Microspheres have tremendous potential as a scaffold material for tissue engineering applications due to their capability of encapsulation and controlled release of factors that assist tissue regeneration in the desired fashion. Gradient scaffolds consisting of multiple types of microspheres can release different factors at different sites of the scaffold. Current microsphere scaffold production methods, however, cannot address the need for internal architectures to meet specific requirements in different scaffold regions, e.g., for mechanical properties or porosity. We combined 3D printing and microspheres to create scaffolds with defined internal architectures and tailored placing of materials, intended for bone/cartilage interfaces.
Poly(lactic-co-glycolic acid) microspheres were mixed with alginate to create a highly viscous suspension, which was manually expressed through a syringe needle to test feasibility. Subsequently, scaffolds were fabricated using a RepRap printer equipped with a syringe extruder.

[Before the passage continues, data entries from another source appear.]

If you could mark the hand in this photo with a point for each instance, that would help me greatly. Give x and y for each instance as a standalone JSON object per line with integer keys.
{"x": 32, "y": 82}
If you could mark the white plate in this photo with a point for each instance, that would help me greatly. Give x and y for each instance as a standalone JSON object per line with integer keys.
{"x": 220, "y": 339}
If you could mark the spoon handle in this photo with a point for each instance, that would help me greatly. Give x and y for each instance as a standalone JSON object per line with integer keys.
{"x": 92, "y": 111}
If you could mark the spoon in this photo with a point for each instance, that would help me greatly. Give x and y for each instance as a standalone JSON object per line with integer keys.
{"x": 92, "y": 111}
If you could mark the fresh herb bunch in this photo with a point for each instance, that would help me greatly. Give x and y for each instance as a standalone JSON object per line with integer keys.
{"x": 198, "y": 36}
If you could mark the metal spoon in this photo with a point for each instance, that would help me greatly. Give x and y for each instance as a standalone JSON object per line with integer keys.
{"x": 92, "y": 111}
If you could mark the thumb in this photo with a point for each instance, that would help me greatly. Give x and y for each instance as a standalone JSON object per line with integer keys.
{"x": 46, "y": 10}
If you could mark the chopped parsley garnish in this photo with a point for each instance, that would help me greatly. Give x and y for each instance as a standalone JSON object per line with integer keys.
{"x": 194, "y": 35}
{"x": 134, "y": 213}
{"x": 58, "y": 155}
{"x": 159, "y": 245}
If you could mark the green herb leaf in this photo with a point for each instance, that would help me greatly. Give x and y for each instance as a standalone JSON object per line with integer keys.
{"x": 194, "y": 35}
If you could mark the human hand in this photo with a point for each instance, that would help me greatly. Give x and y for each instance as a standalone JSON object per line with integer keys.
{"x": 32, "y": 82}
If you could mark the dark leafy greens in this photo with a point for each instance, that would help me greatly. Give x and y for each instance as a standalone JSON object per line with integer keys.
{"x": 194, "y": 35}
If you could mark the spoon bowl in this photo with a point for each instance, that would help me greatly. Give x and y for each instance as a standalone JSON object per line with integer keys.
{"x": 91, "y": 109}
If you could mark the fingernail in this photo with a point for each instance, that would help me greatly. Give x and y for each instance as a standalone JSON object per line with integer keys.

Thematrix of the printedmaterial dried and hardened quickly through evaporation of water. This allowed to print a porous ‘‘green’’ body, which was then further stabilized by sintering. The amount of alginate played an important role on the suspension’s viscosity and drying time to fabricate a stable construct without sagging in unsupported areas.
This is the first demonstration of direct 3D printing of microsphere based scaffolds. This adds a high degree of freedom for the fabrication of such scaffolds with local definitions for mechanical properties, porosity, focal placement of phases, and controlled release of encapsulated factors.